A Pause for the Cause
My moratorium on white theologians...that just so happened to fall on the week of Juneteenth
"I cannot listen to another white person tell me who God is and how I’m supposed to engage her. Not today! Not for a while. I’m instituting a moratorium!"
I make this decision sitting on a stool in my church’s library in front of the section on mysticism. The subject had come up during a weekly young adult gathering where we talk theology. I had mentioned there that I consider myself a mystic, and after talking around the subject for a bit someone innocently asked, “What is mysticism?”
I thought for a moment before responding, “I don’t know.” Somewhat embarrassed I explained, “I mean, I know what I mean when I say it, but I don’t know the proper definition.” The response disturbs me now as I sit in front of these books searching for the answer. But why? It’s not that after spending three years (and a significant amount of money) “mastering the divine” that I don’t remember a canned definition of Christian mysticism. It may have embarrassed me initially, but it didn’t bother me now. I read a lot in seminary. Some of it stuck, and the rest of it can be found in the library I accumulated during my matriculation. I’m not trippin’ that I didn’t remember a definition. What disturbs me is that my failure to remember how someone else defined a thing caused me to conclude that I didn’t know what it was.
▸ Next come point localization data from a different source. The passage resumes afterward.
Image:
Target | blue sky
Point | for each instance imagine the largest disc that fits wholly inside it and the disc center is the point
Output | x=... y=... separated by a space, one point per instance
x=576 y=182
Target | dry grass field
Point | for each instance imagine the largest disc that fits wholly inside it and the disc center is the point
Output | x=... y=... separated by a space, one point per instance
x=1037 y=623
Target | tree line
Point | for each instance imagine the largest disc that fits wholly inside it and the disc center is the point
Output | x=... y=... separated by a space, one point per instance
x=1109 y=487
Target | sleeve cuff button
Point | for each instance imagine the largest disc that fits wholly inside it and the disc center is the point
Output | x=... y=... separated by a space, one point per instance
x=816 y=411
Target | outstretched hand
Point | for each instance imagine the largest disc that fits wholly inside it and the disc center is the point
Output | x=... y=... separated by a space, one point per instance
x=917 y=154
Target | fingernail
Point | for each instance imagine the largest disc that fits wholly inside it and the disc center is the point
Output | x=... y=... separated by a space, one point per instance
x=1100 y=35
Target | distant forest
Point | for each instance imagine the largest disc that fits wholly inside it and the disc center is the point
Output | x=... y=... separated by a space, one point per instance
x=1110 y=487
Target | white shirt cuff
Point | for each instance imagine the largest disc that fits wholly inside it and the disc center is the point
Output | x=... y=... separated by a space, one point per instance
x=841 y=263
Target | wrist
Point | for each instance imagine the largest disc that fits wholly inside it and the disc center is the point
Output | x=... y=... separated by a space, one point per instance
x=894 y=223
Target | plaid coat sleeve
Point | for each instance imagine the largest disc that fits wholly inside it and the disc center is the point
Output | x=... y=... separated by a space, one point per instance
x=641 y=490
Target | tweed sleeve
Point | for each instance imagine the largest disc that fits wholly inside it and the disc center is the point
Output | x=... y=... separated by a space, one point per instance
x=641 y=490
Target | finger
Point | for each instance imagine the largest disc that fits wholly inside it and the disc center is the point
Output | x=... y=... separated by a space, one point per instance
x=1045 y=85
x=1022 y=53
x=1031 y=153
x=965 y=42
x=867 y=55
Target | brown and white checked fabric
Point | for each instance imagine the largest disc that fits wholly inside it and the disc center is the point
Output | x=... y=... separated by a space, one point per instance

“Of course I know”, I thought to myself as I sat on that stool. How could I be a mystic without having a concept of what it is? I know what mysticism is because my grandmother was a Christian mystic whose teaching continues to form me today. Mysticism is the idea that one can communicate with the God who is mystery and receive clarity for ordering one’s life. It’s the belief that the ethereal, the immaterial can be seen and heard and felt as we navigate the mystery of our own existence. It’s walking by faith and receiving divine “confirmation”. It’s testimony service and Holy Ghost possession. It’s petitioning someone who “can get a prayer through”. It’s inviting the Lord to “come on in the room”. It’s Black Jesus prints and Barack Obama bible covers. It’s taking a text that was intended to internalize our oppression and finding a way to read it through the lens of liberation. I know what mysticism is!
What I didn’t know in that moment was how a bunch of white men, unquestionably accepted as theologians, decided to define mysticism when they discovered it (like Christopher Columbus discovered America), thereby giving it legitimacy and paving the way for others like them to become so called authorities on the subject. Which has me sitting in this library looking like Boo Boo the Fool trying to figure out which one of these white dudes I’m going to trust to give me the answer to a question that I already know the answer to. Not tuh-day Satan!
It reminded me of a scene from Zora Neal Hurston’s, Barracoon. Kossola, one of the last slaves brought to the US, recalls how he and other recent arrivals spent their Sundays on the Alabama plantation: “...we so glad we ain’ gottee no work to do. So we dance lak in de Afficky soil.”
I can’t think of a better way to spend the sabbath--that weekly observance of rest on which work is forbidden--than to dance. To move your limbs in a way that is not legislated by your oppressor. To curate your own playlist and indulge the choreography of your soul. But the other slaves, separated by centuries from their indigenous religious practices, saw this celebration as savagery. Indoctrinated into the religion of the slave owner and submitted to the God fashioned in his image, for them, there was no sabbath. For even on Sunday their bodies did their master’s bidding, disdaining the recreation their souls so desperately needed.
But today, I choose to dance with Kossola and ‘nem. Today I choose to trust the wisdom that lies within, passed down through generations of people who may not have been German theologians, but knew God intimately. In a small, but significant act of resistance I sit on that stool in front of all those white dudes and download works by Howard Thurman and Kelly Brown Douglas. I plan to add them to the volumes uploaded in my spirit by my grandmother. Then, I saunter out of the library and down the hall in a kind of subdued dance, content to leave those other volumes on the shelf for someone who doesn’t know what I know.